Could a high electric field pull particles out of the vacuum?

[johne1618]

If one had a high enough electric field could one pull electrons and positrons into existence out of the vacuum?

The field needs to be high enough to accelerate the virtual particles away from each other strongly enough so they don't get a chance to recombine.

If a particle has acceleration g then there is a horizon distance r behind it given by:

r = c^2 / g...(1)

such that no light signal starting at a distance of r or greater could ever reach the accelerating particle. Thus no virtual partner particle at a distance r or greater could recombine with the accelerating particle. This gives us an uncertainty in the particle position that we can convert into a momentum and then into an energy using the uncertainty principle.

If we have the uncertainty principle:

Momentum * distance = Planck constant

using E = p c

E / c * r = h

E = h c / r

Substituting for r in the above equation using (1)

E = h g / c

as E = M c^2

then we have

M = h g / c^3

Thus if we provide an acceleration g using an electric field we can produce a pair of particles of mass M.

For electrons/positrons being accelerated by a field F we have:

m_e = (h / c^3) * (e F / m_e)

F = m_e^2 c^3 / h e

F = field = 10^17 Volts / metre

It seems to me that the rest mass energy of the particle pair doesn't come out of the applied electric field but rather from out of the vacuum itself. The applied field just provides the acceleration to separate the virtual particles. The extra energy supplied to the particles during their acceleration could in principle be recovered in the process of bringing them back to rest.

Is this right?

 

[Ajihood]

You have to be careful when treating virtual particles, because the only reason they exist is due to the uncertainty principle associated with energy and time.

When you want these virtual particles to become real particles (Ie you can point to a location of space and say they exist) you need to provide their rest energy in some form otherwise there will be an energy deficit.

This is what Hawking Radiation is associated about, with these pair-annihilation events taking place near the event horizon of a Black hole.

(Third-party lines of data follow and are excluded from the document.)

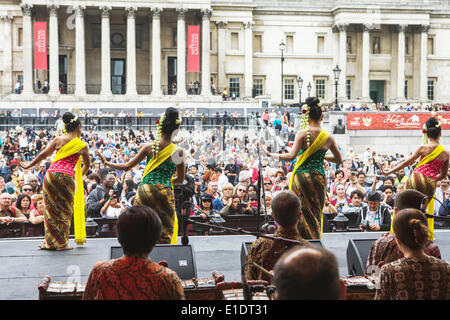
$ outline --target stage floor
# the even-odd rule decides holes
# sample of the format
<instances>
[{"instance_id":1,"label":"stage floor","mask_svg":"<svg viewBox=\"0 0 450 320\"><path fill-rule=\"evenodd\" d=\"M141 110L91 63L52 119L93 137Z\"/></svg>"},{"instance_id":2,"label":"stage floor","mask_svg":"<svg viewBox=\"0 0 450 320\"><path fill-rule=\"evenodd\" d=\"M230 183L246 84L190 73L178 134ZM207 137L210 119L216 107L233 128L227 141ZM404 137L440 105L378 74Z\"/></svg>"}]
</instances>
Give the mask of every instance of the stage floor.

Sometimes, the gravitational pull will be greater on one of the pair, than the other, seeing one partner (for example the electron) pulled into the black hole. This results in the other partner (the positron in this case) not having a partner to annhilate with and over stay its cheating of energy that the uncertainty princple allows it to do. So where does the energy come from in this case as clearly we have created a particle form nothing? Theory tells us the mass of the black hole actually decreases in the exchange.

So with your theory, I don't like the way you have derived it, especially using E = pc. However, I would say if you provided an electric field with an energy density of the rest mass of an electron AND position (need to conserve charge - with the above BH, we black holes have charge so we don't have to worry about charge not being conserved). That is a very large electric field. So it is possible, just like it is in accelerators.

 

[johne1618]

Actually an electric field of 10^17 volts/metre itself does have enough energy in a cubic electron compton wavelength to produce an electron/positron pair.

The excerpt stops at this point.